Rencontrant les médias pour la première fois depuis que cette controverse a éclaté la semaine dernière, Mme Philpott, l’air contrit, a présenté ses excuses aux Canadiens et a indiqué avoir personnellement déjà remboursé cette somme au Conseil du Trésor.
« Je me présente devant vous pour vous dire que je m’excuse pour ce tout ce qui s’est passé. Il y a eu l’utilisation des services de transport dans le cadre de mes fonctions ministérielles et les coûts étaient trop élevés et inappropriés. Je m’excuse pour cela. Je reconnais que ces coûts étaient trop élevés et j’ai pris la décision de personnellement rembourser ces frais. Nous reconnaissons que nous devons avoir de meilleures politiques au sein de mon bureau et nous avons pris les mesures nécessaires pour s’assurer que cela ne se reproduise pas », a affirmé Mme Philpott.

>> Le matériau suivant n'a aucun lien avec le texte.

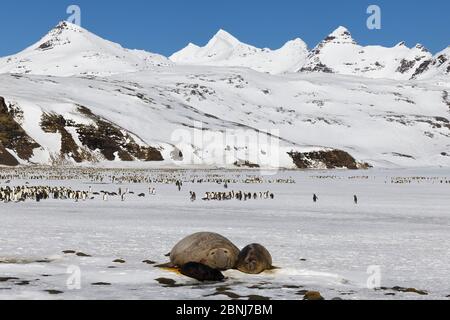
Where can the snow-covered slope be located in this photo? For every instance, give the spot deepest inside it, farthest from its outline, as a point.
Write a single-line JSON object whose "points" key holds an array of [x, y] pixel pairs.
{"points": [[71, 50], [383, 122], [225, 50], [339, 53], [76, 98], [437, 67]]}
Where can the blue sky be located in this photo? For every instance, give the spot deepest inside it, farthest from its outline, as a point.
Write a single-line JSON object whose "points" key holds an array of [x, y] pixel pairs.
{"points": [[167, 26]]}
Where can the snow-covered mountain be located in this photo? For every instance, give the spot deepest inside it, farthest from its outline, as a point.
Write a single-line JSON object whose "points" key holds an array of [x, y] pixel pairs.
{"points": [[71, 50], [339, 53], [74, 98], [225, 50]]}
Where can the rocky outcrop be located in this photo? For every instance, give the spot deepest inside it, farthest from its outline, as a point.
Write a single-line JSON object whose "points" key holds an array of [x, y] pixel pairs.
{"points": [[112, 142], [332, 159], [13, 137]]}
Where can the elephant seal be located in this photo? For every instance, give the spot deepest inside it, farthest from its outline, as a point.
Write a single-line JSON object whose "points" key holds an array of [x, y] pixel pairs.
{"points": [[254, 259], [201, 272], [209, 249]]}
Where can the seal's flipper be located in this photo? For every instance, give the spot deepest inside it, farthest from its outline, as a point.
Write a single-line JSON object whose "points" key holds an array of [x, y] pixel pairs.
{"points": [[274, 268], [168, 265]]}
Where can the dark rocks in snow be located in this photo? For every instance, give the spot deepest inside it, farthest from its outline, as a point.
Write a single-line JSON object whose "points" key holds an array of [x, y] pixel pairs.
{"points": [[102, 136], [313, 296], [332, 159], [246, 164], [13, 137], [424, 66], [406, 65], [110, 139], [319, 67]]}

La ministre de la Santé a indiqué avoir discuté de cette affaire avec les proches collaborateurs du premier ministre Justin Trudeau et qu’il avait été convenu que cette situation était inacceptable.
Mme Philpott a tenu ces propos avant le début de la retraite de deux jours des ministres du cabinet de M. Trudeau à l’Univerisité Laurentienne, à Sudbury, afin de préparer la rentrée parlementaire de la mi-septembre.
La ministre s’est retrouvée sur la sellette la semaine dernière après qu’il a été révélé qu’elle avait eu recours à un service de transport de l’entreprise Executive Sedan Livery Service Inc., qui appartient à un partisan libéral qui avait été bénévole dans le cadre de la campagne électorale de Mme Philpott. L’entreprise avait notamment facturé 1700 $ pour une seule journée de déplacements dans la région de Toronto le 31 mars. Une autre facture de près de 2000 $ a été payée pour des déplacements dans entre Toronto et Niagara Falls alors que la ministre devait prendre la parole devant les membres de l’Assemblée de Premières nations le 12 juillet.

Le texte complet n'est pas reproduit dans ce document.